All patients in this arm were randomized to receive Tenofovir disoproxil fumarate 300 mg(equivalent to tenofovir disoproxil 245 mg)QD. Patients were randomized prior to the first dose of study medication, which was defined as the study Baseline (Day 1) Visit. Subsequently, patients returned to the clinic at Days 2, 4, 6, 8, 11, 15 (Wk 2), 22 (Wk 3), 29 (Wk 4), 43 (Wk 6), 57 (Wk 8), and 85 (Wk 12) during the 12 weeks treatment phase.

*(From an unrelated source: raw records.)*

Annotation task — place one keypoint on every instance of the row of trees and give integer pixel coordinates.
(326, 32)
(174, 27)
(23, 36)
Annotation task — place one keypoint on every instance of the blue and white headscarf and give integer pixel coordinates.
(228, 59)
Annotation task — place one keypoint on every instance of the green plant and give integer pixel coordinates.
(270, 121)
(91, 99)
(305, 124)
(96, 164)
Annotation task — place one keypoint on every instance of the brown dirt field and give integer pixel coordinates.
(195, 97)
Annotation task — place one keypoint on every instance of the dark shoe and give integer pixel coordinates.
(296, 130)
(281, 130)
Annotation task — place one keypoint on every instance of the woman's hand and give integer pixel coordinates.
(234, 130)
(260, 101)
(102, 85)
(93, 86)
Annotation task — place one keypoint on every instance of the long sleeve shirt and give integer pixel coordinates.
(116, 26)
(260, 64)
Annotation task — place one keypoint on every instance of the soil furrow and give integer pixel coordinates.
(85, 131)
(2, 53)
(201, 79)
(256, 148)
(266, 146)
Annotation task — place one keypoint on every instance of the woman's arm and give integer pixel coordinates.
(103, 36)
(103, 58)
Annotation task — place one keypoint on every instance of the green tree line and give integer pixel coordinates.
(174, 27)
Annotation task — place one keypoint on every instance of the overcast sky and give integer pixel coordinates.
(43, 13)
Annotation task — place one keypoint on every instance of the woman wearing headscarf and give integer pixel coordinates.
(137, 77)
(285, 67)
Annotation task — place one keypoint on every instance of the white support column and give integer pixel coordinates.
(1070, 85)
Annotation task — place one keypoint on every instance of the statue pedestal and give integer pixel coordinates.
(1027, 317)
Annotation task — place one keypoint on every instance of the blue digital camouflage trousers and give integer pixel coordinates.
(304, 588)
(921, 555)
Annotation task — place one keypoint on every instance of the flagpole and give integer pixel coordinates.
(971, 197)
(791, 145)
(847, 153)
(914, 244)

All patients in this arm were randomized to receive Telbivudine (LDT) 600 mg QD and Tenofovir (TDF) 300 mg (equivalent to Tenofovir disoproxil 245 mg)QD. Patients were randomized prior to the first dose of study medication, which was defined as the study Baseline (Day 1) Visit. Subsequently, patients returned to the clinic at Days 2, 4, 6, 8, 11, 15 (Wk 2), 22 (Wk 3), 29 (Wk 4), 43 (Wk 6), 57 (Wk 8), and 85 (Wk 12) during the 12 weeks treatment phase.